Nice going R. This should be fascinating.
Forgive me if I open a can of worms. Why beat around the bush when you've got someone with the big picture?
The US economy has long had gaping holes in its pockets. As if the balance of payments as a result of the new rising economies wasn't enough to worry
about, the cost of the war in Iraq is widely projected to run into the trillions.
Then comes the sub-prime fiasco and the resultant credit crunch, not to mention suggestions the market has been allowed to operate in ways that at
best can be described as 'rule-bending', thus deepening and widening the rot.

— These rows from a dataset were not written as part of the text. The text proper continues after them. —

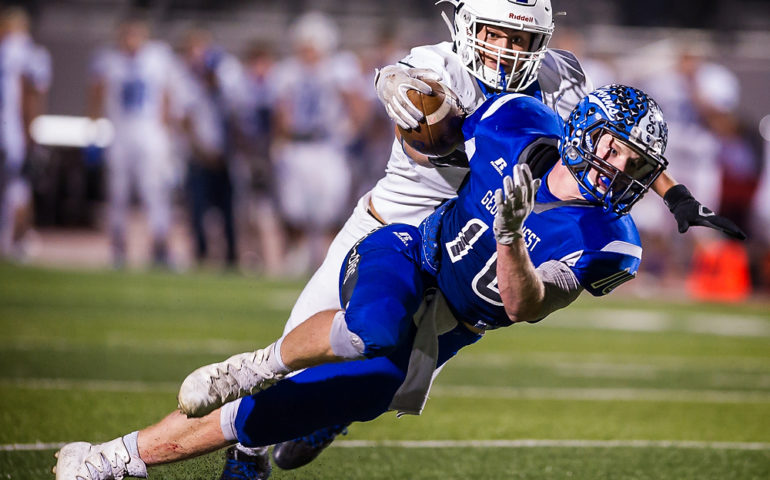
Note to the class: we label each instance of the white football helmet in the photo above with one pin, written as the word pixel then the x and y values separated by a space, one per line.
pixel 534 16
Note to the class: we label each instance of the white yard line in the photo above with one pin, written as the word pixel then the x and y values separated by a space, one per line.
pixel 530 443
pixel 524 443
pixel 462 391
pixel 603 394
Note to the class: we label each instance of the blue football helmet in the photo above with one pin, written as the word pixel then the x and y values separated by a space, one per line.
pixel 630 116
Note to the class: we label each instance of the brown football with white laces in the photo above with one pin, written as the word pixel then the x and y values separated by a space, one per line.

To cap it all, the 'solution' to all these debt-related issues has been to lower the cost of borrowing, to keep failing institutions afloat by
injecting them with more debt, and to create ever-more astronomical amounts of money out of thin air.
So here is my question: Knowing every institution from government to the banks themselves are either faced with bottomless debt or defaulting (or
bankrupt) debtors, is it possible that the decisions to inject hideous amounts of money into the system are based on a deliberate intention of
inflating away debt, both on a national and an international scale? Would this, in fact 'conveniently' provide a solution, in that a currency not
pegged to anything but trust is potentially as elastic as its masters wish it to be?
Secondly, is a gold-standard currency (or similar) perhaps the only known way to avoid such inflation-related upheavals/machinations in future?
Thirdly, if there were sufficient political willingness, could the markets be regulated/policed with sufficient strength to avoid the kind of
malpractice seen in the sub-prime market? Should certain practices that are today legal perhaps be totally outlawed, for the sake of transparency and
Fourthly, what do you think the G20 is moving towards here? -
And finally, who is going to win the election?
(You seem to be able to predict every other future event.